Road safety rules are designed to control traffic and to ensure that vehicles do not collide against each other or go off the road. Ever since the invention of the automobile, the loss of life from auto accidents has been comparable to that caused by natural disasters.

According to the Auto Accident Law Center, a Michigan website, one person in the US dies in an automobile accident every 13 minutes, for an average or 40,000 deaths per year. The website also says that 6,909 deaths have occurred in Michigan alone for the period 1997 to 2001, 3 percent of the national total.

Auto accident laws are complex, as are the nature and cause of accidents. Auto accidents can be caused by direct collisions, roll-overs or vehicles going off the road. Some accidents involve bicycles or pedestrians. The above-mentioned causes are due to human faults and vehicle faults. Human faults include reckless driving or driving drunk. Vehicle faults can include the malfunctioning of any of the components.

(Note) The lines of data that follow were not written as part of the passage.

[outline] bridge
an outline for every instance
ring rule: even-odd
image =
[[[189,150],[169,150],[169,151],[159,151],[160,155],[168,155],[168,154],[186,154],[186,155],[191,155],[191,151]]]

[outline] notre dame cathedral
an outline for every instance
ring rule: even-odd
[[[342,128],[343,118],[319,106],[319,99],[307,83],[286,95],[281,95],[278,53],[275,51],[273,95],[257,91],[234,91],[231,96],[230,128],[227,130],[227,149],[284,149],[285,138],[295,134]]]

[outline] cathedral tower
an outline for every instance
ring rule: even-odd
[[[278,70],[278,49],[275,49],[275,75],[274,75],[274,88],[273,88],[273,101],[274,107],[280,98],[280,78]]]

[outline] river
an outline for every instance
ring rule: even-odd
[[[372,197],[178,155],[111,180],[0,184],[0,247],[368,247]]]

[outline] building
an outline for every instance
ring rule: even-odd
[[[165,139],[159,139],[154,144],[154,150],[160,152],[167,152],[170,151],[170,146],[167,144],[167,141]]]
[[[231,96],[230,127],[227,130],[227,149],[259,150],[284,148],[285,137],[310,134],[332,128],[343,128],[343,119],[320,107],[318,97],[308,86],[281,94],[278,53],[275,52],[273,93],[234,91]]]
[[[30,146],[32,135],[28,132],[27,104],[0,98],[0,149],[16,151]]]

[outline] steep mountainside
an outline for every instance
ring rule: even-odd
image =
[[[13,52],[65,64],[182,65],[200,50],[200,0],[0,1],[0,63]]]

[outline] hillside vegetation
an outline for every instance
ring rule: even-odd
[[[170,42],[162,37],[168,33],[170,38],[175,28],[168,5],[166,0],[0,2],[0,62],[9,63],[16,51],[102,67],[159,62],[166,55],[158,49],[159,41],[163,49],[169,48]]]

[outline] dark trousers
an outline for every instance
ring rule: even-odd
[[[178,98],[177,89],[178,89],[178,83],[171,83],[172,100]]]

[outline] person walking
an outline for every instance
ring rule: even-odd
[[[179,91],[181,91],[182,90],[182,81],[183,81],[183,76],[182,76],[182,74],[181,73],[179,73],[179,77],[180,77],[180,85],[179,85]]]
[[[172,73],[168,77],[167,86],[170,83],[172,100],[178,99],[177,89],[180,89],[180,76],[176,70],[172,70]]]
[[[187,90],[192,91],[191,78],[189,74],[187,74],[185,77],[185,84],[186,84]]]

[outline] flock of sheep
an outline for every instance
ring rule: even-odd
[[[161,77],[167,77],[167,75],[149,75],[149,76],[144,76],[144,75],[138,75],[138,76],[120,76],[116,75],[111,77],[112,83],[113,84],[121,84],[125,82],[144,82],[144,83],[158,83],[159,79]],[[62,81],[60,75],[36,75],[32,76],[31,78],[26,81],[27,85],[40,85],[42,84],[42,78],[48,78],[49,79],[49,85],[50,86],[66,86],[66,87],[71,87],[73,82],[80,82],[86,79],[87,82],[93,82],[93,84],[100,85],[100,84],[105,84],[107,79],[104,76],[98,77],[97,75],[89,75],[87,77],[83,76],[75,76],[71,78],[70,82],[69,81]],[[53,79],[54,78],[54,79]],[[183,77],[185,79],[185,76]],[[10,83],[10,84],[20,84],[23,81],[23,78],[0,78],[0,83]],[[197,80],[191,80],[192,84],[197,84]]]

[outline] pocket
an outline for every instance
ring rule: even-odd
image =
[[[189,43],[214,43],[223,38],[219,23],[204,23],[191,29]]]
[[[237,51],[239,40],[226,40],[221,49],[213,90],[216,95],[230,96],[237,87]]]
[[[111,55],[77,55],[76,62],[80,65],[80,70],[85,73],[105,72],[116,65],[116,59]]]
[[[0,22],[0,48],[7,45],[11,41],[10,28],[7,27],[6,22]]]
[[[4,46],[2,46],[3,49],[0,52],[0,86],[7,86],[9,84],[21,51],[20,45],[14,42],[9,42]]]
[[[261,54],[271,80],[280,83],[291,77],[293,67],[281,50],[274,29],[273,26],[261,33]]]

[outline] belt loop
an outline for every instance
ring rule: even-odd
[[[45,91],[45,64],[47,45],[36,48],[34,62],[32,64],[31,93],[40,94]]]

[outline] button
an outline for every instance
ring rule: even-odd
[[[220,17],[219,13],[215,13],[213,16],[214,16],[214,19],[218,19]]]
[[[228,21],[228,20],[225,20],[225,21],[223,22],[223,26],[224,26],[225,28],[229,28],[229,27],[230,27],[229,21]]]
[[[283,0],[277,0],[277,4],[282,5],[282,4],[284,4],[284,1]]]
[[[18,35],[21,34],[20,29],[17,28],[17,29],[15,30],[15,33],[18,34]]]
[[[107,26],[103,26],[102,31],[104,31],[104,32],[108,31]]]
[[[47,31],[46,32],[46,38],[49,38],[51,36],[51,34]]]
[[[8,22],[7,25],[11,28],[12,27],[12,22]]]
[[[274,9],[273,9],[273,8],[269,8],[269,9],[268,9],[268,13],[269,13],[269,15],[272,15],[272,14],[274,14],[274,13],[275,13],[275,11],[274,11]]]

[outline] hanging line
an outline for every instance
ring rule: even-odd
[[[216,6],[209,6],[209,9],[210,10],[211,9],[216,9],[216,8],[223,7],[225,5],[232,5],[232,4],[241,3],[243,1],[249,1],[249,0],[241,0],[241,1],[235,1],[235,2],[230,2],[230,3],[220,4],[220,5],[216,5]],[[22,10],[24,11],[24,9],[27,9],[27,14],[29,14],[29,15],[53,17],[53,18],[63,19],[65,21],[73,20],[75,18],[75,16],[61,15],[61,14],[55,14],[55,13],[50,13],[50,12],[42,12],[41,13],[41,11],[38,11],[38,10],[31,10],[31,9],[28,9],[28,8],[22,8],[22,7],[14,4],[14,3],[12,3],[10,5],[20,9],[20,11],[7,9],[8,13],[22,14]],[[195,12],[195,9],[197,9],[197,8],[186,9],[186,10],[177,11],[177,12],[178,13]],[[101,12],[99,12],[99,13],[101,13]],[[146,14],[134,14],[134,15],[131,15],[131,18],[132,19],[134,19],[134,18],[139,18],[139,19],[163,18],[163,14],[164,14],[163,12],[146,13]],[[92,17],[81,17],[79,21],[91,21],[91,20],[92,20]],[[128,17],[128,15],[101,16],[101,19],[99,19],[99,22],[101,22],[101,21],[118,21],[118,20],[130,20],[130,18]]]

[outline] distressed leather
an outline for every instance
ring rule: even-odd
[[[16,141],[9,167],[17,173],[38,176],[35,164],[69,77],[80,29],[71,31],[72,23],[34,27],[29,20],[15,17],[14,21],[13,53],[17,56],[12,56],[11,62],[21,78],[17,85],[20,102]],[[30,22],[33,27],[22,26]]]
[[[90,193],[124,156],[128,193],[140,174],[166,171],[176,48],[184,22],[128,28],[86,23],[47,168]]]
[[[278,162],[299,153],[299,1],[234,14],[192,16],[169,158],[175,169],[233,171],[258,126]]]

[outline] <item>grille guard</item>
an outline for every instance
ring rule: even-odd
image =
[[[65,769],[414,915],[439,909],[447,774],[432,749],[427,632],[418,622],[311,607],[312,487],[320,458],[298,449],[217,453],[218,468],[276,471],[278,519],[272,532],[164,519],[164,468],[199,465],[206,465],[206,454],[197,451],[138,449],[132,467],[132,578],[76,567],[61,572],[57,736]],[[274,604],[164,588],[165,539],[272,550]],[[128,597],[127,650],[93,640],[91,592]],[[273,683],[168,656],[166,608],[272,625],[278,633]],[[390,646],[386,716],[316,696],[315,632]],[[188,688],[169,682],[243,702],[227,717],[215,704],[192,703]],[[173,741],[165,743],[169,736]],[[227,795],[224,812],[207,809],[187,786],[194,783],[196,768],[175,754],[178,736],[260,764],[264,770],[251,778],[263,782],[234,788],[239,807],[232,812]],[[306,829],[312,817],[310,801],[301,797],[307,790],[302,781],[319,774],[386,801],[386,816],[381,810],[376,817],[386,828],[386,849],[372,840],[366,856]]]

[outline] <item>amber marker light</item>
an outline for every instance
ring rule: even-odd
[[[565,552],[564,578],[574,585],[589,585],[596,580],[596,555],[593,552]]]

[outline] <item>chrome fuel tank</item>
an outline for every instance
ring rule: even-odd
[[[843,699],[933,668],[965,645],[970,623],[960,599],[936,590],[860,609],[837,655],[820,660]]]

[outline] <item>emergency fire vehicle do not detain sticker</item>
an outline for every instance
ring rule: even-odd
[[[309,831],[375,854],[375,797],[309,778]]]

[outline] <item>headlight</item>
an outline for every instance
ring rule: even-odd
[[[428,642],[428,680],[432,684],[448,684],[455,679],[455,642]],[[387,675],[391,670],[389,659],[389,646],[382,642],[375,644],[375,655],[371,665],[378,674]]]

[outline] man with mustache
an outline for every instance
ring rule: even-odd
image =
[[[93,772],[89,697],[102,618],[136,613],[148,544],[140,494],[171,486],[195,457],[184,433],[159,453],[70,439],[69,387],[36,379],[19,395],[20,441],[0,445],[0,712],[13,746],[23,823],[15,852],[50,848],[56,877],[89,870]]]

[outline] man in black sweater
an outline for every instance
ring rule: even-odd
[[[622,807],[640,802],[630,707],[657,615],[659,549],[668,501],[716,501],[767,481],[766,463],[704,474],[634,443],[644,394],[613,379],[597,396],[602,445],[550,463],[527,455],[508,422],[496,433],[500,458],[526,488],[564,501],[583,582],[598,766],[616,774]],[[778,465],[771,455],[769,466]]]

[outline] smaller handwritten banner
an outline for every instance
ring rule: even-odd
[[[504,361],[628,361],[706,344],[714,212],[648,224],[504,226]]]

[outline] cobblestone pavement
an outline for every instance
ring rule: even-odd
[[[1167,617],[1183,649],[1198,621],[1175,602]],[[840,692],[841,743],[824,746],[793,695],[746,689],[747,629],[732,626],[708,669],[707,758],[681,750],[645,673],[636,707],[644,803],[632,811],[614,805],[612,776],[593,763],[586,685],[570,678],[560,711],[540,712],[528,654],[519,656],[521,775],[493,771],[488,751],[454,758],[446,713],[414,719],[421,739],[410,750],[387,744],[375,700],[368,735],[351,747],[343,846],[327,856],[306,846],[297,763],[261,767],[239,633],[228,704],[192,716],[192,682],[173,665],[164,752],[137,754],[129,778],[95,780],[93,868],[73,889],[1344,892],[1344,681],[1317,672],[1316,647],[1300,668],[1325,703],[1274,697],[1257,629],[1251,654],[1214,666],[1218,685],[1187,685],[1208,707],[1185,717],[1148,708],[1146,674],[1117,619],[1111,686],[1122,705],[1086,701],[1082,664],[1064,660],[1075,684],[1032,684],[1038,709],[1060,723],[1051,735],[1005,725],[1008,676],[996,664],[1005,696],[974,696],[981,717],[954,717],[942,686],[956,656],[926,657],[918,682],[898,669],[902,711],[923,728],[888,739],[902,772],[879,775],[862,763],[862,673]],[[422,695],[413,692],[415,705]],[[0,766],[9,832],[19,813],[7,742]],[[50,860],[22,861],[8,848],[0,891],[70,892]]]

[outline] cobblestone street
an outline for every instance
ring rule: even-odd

The Michigan statutes mandate that those involved in accidents are compensated by the insurance company, no matter who is at fault. Hence, Michigan is a ‘no-fault’ state. The Michigan statutes states that ‘First party benefits’ are payable to anyone who suffers an injury arising out of the ownership, operation, maintenance or use of a motor vehicle, and assigns order of priority as to who will pay. Third party benefits are non-economic benefits sought for pain or suffering.

The complexity of the statutes means that you should hire a lawyer if you are involved in a Michigan personal injury case. Insurance companies will try to pay as little as possible, so it is wise to consult an attorney to make sure you get the compensation you deserve.